Implementation at this scale is different. There's no IT department. There's no change manager on the client side. There's just a team that needs to build confidence with the system and work together with the person implementing it.
Not all farm clients look the same and this group made that very clear. Some were large independent farming operations. Others were structured corporate entities. Same platform, very different contexts.
A corporate farm brings structured processes, procurement approvals and multiple stakeholders. An independent grower brings deep operational knowledge, minimal admin infrastructure and zero tolerance for unnecessary complexity. Both deserve an implementation experience that meets them where they are.
Across these engagements, I built configurations and training programs that matched each farm's reality. Standardising where it made sense, respecting operational differences where it didn't. The result was farm businesses of every shape and size operating confidently within the same platform.
Running a trading business solo means every hour spent on admin is an hour not spent on the market.
The implementation focused on streamlining arb sales end-to-end: from trade execution through to freight coordination, all managed within a single platform. What had been a manual, multi-step process became something he could run with minimal friction, giving him genuine time back in his day.

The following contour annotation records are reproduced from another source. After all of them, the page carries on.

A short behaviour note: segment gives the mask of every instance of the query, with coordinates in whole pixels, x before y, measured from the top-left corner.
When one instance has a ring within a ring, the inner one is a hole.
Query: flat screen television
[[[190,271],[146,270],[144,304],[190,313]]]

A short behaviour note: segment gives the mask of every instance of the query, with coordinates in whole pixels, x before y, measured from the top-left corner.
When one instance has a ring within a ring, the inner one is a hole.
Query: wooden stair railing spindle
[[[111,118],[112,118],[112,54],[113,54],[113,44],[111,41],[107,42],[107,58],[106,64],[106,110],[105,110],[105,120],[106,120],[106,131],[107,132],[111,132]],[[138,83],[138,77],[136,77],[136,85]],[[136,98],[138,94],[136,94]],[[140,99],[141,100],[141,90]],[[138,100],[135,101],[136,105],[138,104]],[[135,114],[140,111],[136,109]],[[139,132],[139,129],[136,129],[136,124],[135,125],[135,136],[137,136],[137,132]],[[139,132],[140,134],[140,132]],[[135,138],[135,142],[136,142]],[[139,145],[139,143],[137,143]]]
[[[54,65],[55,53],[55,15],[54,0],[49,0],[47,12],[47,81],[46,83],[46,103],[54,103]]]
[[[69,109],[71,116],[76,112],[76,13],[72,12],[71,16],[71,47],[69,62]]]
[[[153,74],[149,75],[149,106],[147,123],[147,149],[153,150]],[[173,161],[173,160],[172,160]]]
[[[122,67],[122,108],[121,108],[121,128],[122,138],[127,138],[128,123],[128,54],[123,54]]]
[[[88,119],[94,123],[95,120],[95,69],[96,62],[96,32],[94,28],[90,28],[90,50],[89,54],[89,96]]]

Small doesn't mean simple. Getting the configuration right for a sole operator requires just as much care as any enterprise rollout, arguably more, because there's no team to absorb the gaps. He left with a system that worked exactly the way he traded.
By the end of this implementation, the site manager had grown into an enthusiastic adopter. He was the first to the weighbridge to record a load on the mobile app.

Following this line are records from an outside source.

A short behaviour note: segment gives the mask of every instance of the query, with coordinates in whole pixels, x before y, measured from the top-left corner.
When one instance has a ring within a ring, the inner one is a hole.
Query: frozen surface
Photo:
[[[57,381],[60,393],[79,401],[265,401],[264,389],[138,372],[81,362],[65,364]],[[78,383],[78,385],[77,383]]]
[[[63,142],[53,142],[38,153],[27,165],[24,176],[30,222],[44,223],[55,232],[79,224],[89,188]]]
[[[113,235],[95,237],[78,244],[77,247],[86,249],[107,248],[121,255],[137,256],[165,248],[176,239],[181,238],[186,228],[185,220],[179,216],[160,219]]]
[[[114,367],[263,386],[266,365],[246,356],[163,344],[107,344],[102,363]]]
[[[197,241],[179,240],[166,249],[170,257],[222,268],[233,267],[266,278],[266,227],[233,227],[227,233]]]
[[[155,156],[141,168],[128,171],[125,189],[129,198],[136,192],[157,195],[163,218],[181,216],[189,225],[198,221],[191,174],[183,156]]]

That didn't happen by accident. It happened through consistent encouragement, patience and genuine investment in the person, not just the process. Change management and enablement aren't just project tools; sometimes they're what help someone discover a capability they didn't know they had.
The system itself brought every outbound load into a single, auditable trail, removing the manual errors creating friction at the weighbridge and in back-office invoicing. The human outcome was just as meaningful.
No SOPs. Limited technology. Complex multi-commodity truck movements going to different locations against different contracts. This was a business running on institutional knowledge and manual process and it worked, until it needed to scale.
The opportunity was full digitisation from the ground up: not just implementing a system, but helping a team document, rationalise and formalise workflows they'd never had to articulate before. Bringing chaos to order, in the most literal sense.
The complexity of ingredients in, batches out, freight across multiple drops against multiple contracts required careful configuration and a training program built around real scenarios. The business now has its processes documented, its first system-driven workflows, and a team that understands both.
Large multinationals need to demonstrate that their processes hold up to audit, governance frameworks and regulatory scrutiny. That was the compliance brief here.
The engagement centred on a proof of concept to gain buy-in from customs brokers and internal stakeholders across domestic and export teams. It wasn't about flipping a switch, it was about implementing a system that could carry the compliance the business needed.
Stakeholder management spanned global sponsors, two domestic business units, local operational leads and external compliance parties each with different communication needs and definitions of success. The POC delivered that alignment across both units and laid the foundation for an auditable operation that could demonstrate its compliance end-to-end.